Terminó de encender la última lámpara sobre la mesa antes de alejarse levemente para contemplar su obra por completo.
La mesa llevaba el mejor mantel que tenía, uno que su madre había guardado hacía mucho tiempo y que ella misma había bordado especialmente para su ajuar, aunque nunca lo había utilizado; con un hombre como con el que se había casado nadie la podía culpar realmente. La vajilla y cubiertos ya eran otra historia; los había conseguido en una tienda de antigüedades en el lado muggle de Londres, y aunque él no entendía de esas cosas, la vendedora le aseguró que era de una calidad que “no encontraría en ningún lugar”; sólo esperaba que eso significara que eran de una buena calidad. Y las lámparas sólo eran un préstamo… cuyos dueños no estaban enterados del hecho.

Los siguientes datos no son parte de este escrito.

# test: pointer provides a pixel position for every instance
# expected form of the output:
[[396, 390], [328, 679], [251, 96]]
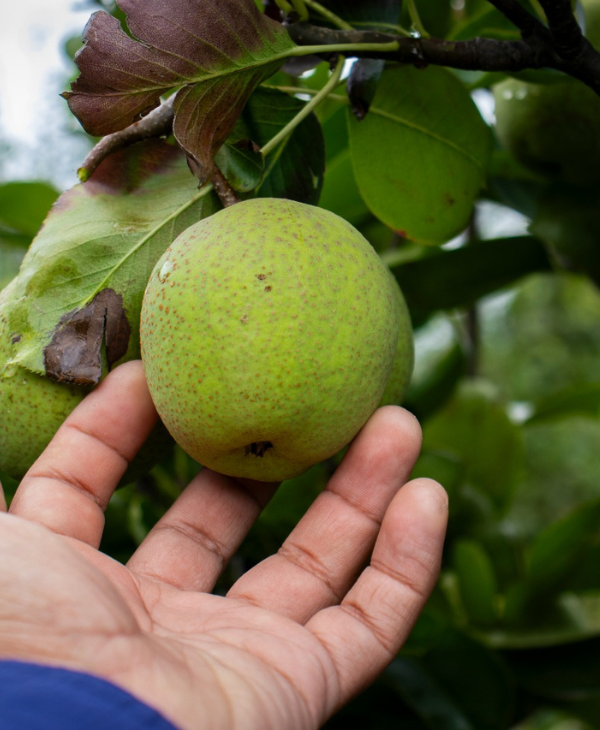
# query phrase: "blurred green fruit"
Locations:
[[554, 129], [33, 407], [402, 369], [269, 331]]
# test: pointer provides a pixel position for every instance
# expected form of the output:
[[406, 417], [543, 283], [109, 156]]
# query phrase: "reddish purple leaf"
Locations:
[[217, 52]]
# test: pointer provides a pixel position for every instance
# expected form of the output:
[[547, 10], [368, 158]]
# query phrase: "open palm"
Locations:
[[295, 638]]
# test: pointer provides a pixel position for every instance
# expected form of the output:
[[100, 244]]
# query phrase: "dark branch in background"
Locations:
[[561, 45], [156, 124], [536, 50]]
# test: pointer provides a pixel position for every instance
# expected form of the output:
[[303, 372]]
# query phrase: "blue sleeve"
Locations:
[[35, 697]]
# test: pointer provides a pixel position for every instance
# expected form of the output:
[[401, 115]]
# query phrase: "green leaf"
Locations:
[[474, 426], [476, 679], [363, 14], [105, 233], [486, 21], [242, 164], [557, 549], [24, 205], [340, 192], [569, 672], [421, 154], [476, 581], [295, 169], [582, 399], [214, 53], [457, 278], [422, 693], [437, 375], [567, 220], [362, 84]]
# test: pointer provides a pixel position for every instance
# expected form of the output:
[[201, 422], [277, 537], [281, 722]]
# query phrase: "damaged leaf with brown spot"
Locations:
[[81, 338], [102, 236]]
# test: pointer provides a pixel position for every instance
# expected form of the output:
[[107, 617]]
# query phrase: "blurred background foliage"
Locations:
[[507, 387]]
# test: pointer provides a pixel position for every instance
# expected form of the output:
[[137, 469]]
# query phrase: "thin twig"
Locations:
[[156, 124]]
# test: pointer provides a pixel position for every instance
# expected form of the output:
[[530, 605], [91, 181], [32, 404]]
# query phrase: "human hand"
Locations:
[[295, 638]]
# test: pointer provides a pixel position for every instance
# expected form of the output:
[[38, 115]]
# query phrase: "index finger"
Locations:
[[68, 487]]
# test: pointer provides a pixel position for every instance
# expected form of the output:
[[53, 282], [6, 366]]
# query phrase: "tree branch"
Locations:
[[535, 51], [518, 16], [568, 39]]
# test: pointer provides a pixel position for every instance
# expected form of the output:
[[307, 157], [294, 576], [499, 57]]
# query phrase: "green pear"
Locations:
[[33, 407], [553, 129], [404, 361], [269, 332]]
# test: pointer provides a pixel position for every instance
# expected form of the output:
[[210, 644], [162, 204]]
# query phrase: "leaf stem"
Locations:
[[284, 6], [307, 109], [338, 48], [204, 190], [416, 19], [304, 90], [301, 9], [328, 15]]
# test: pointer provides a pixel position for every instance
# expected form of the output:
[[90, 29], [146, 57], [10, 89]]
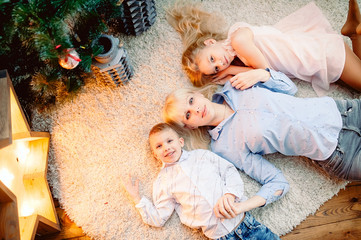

Parecía que estaba bien, se dijo enderezando uno de los tenedores (intentando que la costumbre no lo manejara al querer colocarla como debería; las reglas eran claras: tenía que estar invertida), al menos todo el arreglo combinaba perfectamente pese a que nada era de un mismo juego. Sólo esperaba que fueran acordes a lo pensado y desempeñaran su cometido.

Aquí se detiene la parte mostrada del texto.